I am stuck with Exercise 18.8, page 466 of Eisenbud's Commutative Algebra with a view towards Algebraic Geometry:
Let $k$ be a field. The task is to prove that $R:=k[x^4, x^3y, xy^3, y^4] \subseteq k[x,y]$ is not a Cohen-Macaulay ring, i.e. the length of a maximal regular sequence (i.e. a sequence of elements $a_1, \dots , a_r$ such that $a_i$ is not a zero divisor in $R/(a_1, \dots , a_{i-1})$) is smaller than the Krull dimension (length of a maximal chain of prime ideals).
The Krull dimension of the ring is bigger or equal than 2, hence it is enough to show that the length of a maximal regular sequence is at most one.
Our ring has the maximal ideal $\mathfrak m = (x^4, x^3y, xy^3, y^4)$ and for this we have the "system of parameters" $\{x^4, y^4\}$ (where "system of parameters" means that there exists an $n$ such that $\mathfrak m^n \subseteq (x^4, y^4)$ --- here $n=4$ works).
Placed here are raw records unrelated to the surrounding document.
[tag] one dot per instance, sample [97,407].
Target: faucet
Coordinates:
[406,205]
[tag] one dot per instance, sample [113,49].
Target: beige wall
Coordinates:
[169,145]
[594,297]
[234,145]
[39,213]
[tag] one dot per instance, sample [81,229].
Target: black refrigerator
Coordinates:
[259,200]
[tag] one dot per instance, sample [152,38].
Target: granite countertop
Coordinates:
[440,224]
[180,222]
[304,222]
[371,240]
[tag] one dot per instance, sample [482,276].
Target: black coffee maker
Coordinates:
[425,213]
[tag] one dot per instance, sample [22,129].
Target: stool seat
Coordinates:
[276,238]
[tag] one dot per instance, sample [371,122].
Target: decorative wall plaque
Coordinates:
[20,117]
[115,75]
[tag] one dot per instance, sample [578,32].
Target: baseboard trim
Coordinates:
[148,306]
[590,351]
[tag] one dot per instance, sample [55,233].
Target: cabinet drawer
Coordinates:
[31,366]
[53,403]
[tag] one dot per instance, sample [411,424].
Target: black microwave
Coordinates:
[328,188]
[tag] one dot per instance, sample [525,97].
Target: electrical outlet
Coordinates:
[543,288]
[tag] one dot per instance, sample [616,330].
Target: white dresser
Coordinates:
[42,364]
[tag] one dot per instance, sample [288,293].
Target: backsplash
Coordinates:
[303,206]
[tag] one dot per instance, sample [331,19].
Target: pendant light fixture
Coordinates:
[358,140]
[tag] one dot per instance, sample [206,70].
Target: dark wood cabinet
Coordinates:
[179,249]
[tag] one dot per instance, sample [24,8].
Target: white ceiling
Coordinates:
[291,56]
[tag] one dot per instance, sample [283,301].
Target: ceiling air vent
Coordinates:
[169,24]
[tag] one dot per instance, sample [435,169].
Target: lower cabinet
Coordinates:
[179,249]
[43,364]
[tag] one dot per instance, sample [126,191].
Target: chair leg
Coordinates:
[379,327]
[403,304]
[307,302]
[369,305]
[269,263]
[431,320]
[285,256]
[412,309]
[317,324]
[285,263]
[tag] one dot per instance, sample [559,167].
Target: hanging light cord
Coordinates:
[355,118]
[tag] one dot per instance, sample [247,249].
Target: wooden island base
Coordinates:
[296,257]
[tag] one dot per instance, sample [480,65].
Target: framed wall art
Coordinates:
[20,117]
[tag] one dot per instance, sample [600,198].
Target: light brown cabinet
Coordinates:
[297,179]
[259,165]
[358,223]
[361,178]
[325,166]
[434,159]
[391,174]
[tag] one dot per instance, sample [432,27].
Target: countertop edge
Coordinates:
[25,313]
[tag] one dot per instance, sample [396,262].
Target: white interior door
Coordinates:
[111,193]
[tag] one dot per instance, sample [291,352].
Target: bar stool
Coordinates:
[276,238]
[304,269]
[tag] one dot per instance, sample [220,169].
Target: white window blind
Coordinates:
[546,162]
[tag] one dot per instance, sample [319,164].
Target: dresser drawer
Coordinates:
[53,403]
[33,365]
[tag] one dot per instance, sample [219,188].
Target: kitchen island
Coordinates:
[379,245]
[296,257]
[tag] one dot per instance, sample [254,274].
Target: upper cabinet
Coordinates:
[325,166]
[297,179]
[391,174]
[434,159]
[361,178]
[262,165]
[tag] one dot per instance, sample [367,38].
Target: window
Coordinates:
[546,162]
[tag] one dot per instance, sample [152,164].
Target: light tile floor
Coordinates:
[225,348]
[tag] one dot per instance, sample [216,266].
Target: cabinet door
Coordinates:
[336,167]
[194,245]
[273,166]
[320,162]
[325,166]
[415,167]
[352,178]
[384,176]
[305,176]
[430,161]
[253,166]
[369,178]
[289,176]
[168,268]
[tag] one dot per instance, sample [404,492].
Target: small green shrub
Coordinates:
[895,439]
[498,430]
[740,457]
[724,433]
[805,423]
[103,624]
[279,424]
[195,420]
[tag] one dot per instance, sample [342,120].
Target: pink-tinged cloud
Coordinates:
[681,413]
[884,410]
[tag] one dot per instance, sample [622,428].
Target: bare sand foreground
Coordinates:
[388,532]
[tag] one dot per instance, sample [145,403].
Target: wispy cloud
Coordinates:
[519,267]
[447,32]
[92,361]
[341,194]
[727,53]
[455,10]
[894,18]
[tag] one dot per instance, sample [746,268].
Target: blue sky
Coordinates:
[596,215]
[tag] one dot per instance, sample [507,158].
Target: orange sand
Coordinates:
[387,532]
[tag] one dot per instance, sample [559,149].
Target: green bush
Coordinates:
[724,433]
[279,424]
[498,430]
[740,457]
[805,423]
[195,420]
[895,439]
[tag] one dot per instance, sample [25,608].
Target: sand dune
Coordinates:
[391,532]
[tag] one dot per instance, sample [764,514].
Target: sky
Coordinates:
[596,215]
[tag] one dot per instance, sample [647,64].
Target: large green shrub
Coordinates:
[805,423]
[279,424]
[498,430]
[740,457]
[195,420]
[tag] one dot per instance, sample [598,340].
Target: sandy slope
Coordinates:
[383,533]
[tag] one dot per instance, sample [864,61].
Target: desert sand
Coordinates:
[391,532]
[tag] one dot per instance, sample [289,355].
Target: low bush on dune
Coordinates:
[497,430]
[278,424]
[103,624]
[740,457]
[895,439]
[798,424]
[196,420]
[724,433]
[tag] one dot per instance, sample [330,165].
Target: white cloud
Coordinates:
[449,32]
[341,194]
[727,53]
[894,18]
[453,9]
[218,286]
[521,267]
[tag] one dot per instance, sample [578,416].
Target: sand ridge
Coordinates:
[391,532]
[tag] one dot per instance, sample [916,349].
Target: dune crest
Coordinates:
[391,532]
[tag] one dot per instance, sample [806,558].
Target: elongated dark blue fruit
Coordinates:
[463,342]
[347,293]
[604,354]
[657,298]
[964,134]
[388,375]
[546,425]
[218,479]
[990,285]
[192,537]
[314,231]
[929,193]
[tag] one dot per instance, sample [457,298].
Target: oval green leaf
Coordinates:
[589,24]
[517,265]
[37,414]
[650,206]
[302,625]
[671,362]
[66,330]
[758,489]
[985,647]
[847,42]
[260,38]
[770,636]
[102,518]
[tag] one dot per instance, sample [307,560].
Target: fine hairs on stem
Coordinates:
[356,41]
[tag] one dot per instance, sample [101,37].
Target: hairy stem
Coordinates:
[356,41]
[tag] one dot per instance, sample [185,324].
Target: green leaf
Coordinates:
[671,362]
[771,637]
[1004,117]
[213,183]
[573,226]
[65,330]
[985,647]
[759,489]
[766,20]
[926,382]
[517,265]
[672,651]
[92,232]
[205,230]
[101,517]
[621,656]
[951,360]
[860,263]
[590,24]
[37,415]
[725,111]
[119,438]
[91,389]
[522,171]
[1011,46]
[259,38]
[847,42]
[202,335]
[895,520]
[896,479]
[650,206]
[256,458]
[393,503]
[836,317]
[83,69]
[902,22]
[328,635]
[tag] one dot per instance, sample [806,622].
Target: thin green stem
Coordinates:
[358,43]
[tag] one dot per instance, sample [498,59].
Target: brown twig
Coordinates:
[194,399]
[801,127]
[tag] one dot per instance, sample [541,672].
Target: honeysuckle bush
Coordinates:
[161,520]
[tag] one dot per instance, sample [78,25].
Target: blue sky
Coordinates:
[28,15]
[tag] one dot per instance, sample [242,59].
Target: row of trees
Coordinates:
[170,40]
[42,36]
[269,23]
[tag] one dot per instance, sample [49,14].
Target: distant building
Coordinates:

There is a theorem saying that, given such a system of parameters, a maximal regular sequence can be built out of its elements (and any two maximal regular sequences have the same length). So it is enough to look how long a regular sequence we can build out of $\{x^4, y^4\}$. Since we want to show that we cannot achieve a sequence of length two, it is enough to show that $(x^4, y^4)$ is not a regular sequence.
This amounts to showing that $y$ is a zero divisor $R/(x^4)$. This should be a very concrete calculation but it is where I am stuck. Any help would be appreciated!